David Cameron has distanced himself from one of Margaret Thatcher's key foreign policies, saying that she was wrong to have called the ANC "terrorists" during the apartheid era.
The Conservative leader, who met Nelson Mandela in Johannesburg last week, said his party had made "mistakes" in the past by failing to introduce sanctions against apartheid in South Africa.
Lady Thatcher opposed international calls to introduce sanctions against the apartheid regime in South Africa and fought a bitter battle with campaigners in Britain. Writing in today's Observer, Mr Cameron said that Mr Mandela was "one of the greatest men alive". He said: "The mistakes my party made in the past with respect to relations with the ANC and sanctions on South Africa make it all the more important to listen now."

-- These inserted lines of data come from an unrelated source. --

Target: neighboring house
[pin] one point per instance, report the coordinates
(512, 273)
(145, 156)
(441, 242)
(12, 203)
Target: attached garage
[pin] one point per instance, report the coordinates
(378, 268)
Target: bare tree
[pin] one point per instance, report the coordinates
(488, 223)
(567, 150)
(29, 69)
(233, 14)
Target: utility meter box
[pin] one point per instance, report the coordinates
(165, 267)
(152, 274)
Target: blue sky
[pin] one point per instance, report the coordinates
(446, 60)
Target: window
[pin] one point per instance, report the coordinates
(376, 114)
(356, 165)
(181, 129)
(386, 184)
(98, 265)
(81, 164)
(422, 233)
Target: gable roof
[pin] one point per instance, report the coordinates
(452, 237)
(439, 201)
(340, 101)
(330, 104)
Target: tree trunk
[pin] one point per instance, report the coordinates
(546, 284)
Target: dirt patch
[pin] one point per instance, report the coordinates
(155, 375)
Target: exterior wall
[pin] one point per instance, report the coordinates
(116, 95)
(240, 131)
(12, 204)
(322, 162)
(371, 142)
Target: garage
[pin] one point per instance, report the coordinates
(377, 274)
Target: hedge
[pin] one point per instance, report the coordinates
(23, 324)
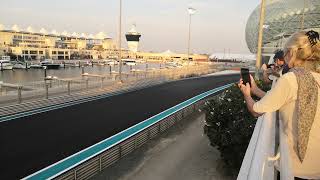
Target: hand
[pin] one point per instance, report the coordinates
(254, 86)
(264, 67)
(245, 89)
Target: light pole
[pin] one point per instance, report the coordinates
(191, 12)
(260, 38)
(120, 26)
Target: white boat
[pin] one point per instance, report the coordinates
(110, 62)
(5, 63)
(36, 66)
(129, 62)
(20, 66)
(49, 64)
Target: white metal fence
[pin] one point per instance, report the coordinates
(262, 152)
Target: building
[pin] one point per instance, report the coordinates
(28, 45)
(282, 19)
(133, 38)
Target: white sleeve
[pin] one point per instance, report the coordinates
(274, 99)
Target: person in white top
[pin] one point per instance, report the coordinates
(297, 97)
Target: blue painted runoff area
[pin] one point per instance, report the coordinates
(62, 105)
(92, 151)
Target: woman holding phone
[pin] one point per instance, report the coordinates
(297, 97)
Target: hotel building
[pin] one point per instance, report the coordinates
(28, 45)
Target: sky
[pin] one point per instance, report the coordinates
(217, 24)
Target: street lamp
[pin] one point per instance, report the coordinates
(191, 12)
(120, 26)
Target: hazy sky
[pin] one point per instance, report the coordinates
(218, 24)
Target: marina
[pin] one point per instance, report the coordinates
(70, 70)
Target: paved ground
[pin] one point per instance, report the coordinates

His remarks were sharply criticised by Sir Bernard Ingham, Lady Thatcher's former press secretary. He questioned Mr Cameron's Tory credentials, remarking: "I wonder whether David Cameron is a Conservative." But his comments were welcomed by veterans of the Anti-Apartheid Movement, who fought a fierce political battle with the Tories during the 1980s, as violence escalated in South Africa's townships.
This is not the first time that Mr Cameron has sought to distance himself from the policies of Lady Thatcher. In a reference to her remark, "there is no such thing as society", he has said: "There is such a thing as society; it's just not the same as the state."